本発明に係る抗PSK抗体の一実施形態を説明するに先立って、本発明の理解を容易にするために、抗体についての一般的な説明を以下に記載する。
(抗PSK抗体の概要)
続いて、本発明の抗PSK抗体の一実施形態を実施形態1として以下に説明する。抗PSK抗体は、PSKを認識する。PSKは、カワラタケ菌CM101株〔FERM−P2412(ATCC20547)〕の菌糸体を水系溶媒、例えば、熱水又はアルカリ溶液(例えば、アルカリ金属の水酸化物、特には水酸化ナトリウムの水溶液)で抽出し、精製した後に乾燥して得ることができる。主要画分の糖部分はβ−D−グルカンで、このグルカン部分の構造はβ1→3、β1→4及びβ1→6結合を含む分枝構造であり、主な構成単糖はグルコースやマンノースであり、約18〜38%のタンパク質を含む。タンパク質の構成アミノ酸は、アスパラギン酸やグルタミン酸等の酸性アミノ酸と、バリンやロイシン等の中性アミノ酸が多く、リジンやアルギニン等の塩基性アミノ酸は少ない。水に可溶であるが、メタノール、ピリジン、クロロホルム、ベンゼン又はヘキサンには殆ど溶けない。
PSKは、抗腫瘍作用を有しており、腫瘍の化学療法において抗腫瘍剤として用いることができる。PSKの抗腫瘍作用には、PSKの「細胞障害活性」、「TGF−β1阻害活性」、「PDGF阻害活性」、又は「サイトカイン産生誘導活性」が含まれ、それらの少なくとも1つの活性、又はそれらの組み合わせにより、PSKの抗腫瘍作用が発揮される。
続いて、抗PSK抗体の構造について以下に説明する。
例えば、抗PSK抗体の第1の実施態様(以下、実施態様(A)と称する)として、以下の重鎖可変領域ドメイン及び軽鎖可変領域ドメインを有する抗体を挙げることができる。この実施態様(A)の抗体は、後述の実施例に記載の2G9抗体に代表されるものである。その重鎖可変領域ドメインは、好ましくは配列番号6で表されるアミノ酸配列(SYGMS)からなるH−CDR1のポリペプチド、配列番号10で表されるアミノ酸配列(TISSGGSYTYYPDSVKG)からなるH−CDR2のポリペプチド、配列番号14で表されるアミノ酸配列(RITTVVARSFYFDY)からなるH−CDR3のポリペプチドを含む。また、この抗体の軽鎖可変領域ドメインは、好ましくは配列番号22で表されるアミノ酸配列(RASKSVSTSGYSYMH)からなるL−CDR1のポリペプチド、配列番号26で表されるアミノ酸配列(LVSNLES)からなるL−CDR2のポリペプチド、配列番号30で表されるアミノ酸配列(QHIRELTRS)からなるL−CDR3のポリペプチドを含む。
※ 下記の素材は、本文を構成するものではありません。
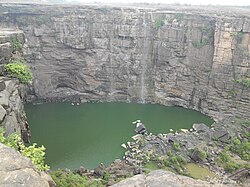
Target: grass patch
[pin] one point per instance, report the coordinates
(34, 153)
(245, 82)
(15, 44)
(200, 44)
(18, 70)
(64, 178)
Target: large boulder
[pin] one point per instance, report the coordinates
(18, 171)
(140, 128)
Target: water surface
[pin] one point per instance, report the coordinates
(92, 133)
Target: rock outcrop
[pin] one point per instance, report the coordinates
(12, 114)
(17, 171)
(191, 57)
(160, 178)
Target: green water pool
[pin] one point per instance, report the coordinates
(92, 133)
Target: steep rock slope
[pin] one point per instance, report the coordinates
(17, 170)
(195, 58)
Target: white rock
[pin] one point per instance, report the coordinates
(124, 146)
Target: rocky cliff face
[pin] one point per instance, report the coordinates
(195, 58)
(160, 178)
(12, 115)
(18, 171)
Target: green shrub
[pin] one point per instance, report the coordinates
(35, 154)
(43, 19)
(158, 23)
(178, 17)
(237, 35)
(176, 146)
(64, 178)
(202, 155)
(15, 44)
(241, 148)
(18, 70)
(200, 44)
(225, 161)
(244, 82)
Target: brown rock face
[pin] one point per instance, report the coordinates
(173, 56)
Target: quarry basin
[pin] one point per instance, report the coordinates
(88, 134)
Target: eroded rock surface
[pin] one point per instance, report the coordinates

更に、抗PSK抗体の第2の実施態様(以下、実施態様(B)と称する)として、以下の重鎖可変領域ドメイン及び軽鎖可変領域ドメインを有する抗体を挙げることができる。この実施態様(B)の抗体は、後述の実施例に記載の5G5抗体に代表されるものである。その重鎖可変領域ドメインは、好ましくは配列番号38で表されるアミノ酸配列(GYTMN)からなるH−CDR1のポリペプチド、配列番号42で表されるアミノ酸配列(LINPYNGGTSYNQKFKG)からなるH−CDR2のポリペプチド、配列番号46で表されるアミノ酸配列(GGKFATGTSY)からなるH−CDR3のポリペプチドを含む。また、この抗体の軽鎖可変領域ドメインは、好ましくは配列番号54で表されるアミノ酸配列(RSSTGAVTTSNYAN)からなるL−CDR1のポリペプチド、配列番号58で表されるアミノ酸配列(GTNNRAP)からなるL−CDR2のポリペプチド、配列番号62で表されるアミノ酸配列(ALWYSNHWV)からなるL−CDR3のポリペプチドを含む。
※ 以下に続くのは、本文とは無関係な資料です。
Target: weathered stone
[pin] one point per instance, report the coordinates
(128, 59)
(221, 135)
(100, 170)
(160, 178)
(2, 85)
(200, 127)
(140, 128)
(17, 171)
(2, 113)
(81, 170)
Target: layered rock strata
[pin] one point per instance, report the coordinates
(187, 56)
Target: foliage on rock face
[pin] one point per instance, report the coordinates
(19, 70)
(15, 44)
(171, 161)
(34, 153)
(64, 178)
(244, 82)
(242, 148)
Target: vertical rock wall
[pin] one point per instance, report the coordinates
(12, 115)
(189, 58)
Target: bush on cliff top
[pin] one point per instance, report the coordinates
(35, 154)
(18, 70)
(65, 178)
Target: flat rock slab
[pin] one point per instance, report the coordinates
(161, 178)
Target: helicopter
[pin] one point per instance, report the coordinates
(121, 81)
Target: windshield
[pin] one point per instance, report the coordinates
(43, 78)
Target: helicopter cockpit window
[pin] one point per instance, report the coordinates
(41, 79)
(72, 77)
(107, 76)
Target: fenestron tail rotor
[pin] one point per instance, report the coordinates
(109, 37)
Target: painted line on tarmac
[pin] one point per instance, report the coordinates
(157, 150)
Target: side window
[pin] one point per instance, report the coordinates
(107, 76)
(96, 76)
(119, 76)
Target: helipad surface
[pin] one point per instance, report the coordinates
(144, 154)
抗PSK抗体の第3の実施態様〔以下、実施態様(C)と称する〕として、実施態様(A)の抗PSK抗体(例えば、2G9抗体)とエピトープへの結合が競合する抗体を挙げることができ、特には、実施態様(A)の抗PSK抗体(例えば、2G9抗体)が、結合するPSKのエピトープと同一のエピトープに結合する抗体を挙げることができる。
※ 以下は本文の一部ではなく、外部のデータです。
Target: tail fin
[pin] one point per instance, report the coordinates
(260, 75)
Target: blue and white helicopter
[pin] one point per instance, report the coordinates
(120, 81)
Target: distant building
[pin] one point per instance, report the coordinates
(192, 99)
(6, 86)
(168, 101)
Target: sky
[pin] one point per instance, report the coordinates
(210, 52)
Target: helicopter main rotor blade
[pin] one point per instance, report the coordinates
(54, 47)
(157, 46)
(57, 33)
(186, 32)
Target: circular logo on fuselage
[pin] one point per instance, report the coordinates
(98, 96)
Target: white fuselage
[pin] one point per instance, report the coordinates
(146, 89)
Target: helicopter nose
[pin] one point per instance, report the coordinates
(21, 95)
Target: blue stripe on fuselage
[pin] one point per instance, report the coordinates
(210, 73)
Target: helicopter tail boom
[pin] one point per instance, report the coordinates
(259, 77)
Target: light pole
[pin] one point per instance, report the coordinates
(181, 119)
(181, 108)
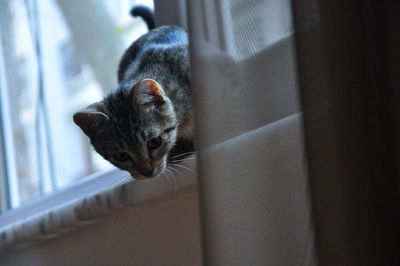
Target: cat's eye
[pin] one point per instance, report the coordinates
(154, 143)
(122, 156)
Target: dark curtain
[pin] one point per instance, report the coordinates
(348, 62)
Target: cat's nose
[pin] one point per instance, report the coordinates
(147, 172)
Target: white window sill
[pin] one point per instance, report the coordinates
(88, 202)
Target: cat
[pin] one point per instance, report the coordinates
(149, 117)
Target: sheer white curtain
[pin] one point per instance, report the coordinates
(252, 175)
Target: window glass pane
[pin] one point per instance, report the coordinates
(76, 65)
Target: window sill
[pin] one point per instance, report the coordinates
(88, 202)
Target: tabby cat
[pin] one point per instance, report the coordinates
(149, 117)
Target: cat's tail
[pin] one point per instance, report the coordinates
(146, 14)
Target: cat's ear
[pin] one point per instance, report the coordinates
(93, 119)
(148, 93)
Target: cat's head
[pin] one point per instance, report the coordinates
(134, 128)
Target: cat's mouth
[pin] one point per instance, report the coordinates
(148, 174)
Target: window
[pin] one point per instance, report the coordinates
(48, 71)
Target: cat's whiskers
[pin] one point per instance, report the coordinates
(183, 154)
(189, 159)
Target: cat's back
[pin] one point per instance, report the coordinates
(164, 38)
抗PSK抗体の第4の実施態様(以下、実施態様(D)と称する)として、実施態様(B)の抗PSK抗体(例えば、5G5抗体)とエピトープへの結合が競合する抗体を挙げることができ、特には、実施態様(B)の抗PSK抗体(例えば、5G5抗体)が、結合するPSKのエピトープと同一のエピトープに結合する抗体を挙げることができる。
抗PSK抗体は、ポリクローナル抗体、モノスペシフィック抗体、モノクローナル抗体を含むが、好ましくはモノクローナル抗体である。また、抗PSK抗体を産生する動物種も限定されるものではなく、哺乳類(例えば、マウス、ラット、ウサギ、ヒト、ヒツジ、ヤギ、ウシ、ウマ、ラクダ、ブタ、イヌ、及びネコなど)、両生類(例えば、アフリカツメガル)、鳥類(例えば、ニワトリ)、軟骨魚類、及び硬骨魚類などを挙げることができる。
抗PSK抗体は、免疫抗原としてPSKを用いること以外は、公知の方法によって作製することが可能であり、例えば、モノクローナル抗体は、KoehlerとMilsteinの方法(Nature 256:495−497,1975)に従って、作製することができる。抗PSK抗体を取得するための免疫抗原は、カワラタケ菌CM101株〔FERM−P2412(ATCC20547)〕の菌糸体を水系溶媒、例えば、熱水又はアルカリ溶液(例えば、アルカリ金属の水酸化物、特には水酸化ナトリウムの水溶液)で抽出し、精製した後に乾燥して得たものであり、抗腫瘍活性を有するものであれば、特に限定せずに用いることができる。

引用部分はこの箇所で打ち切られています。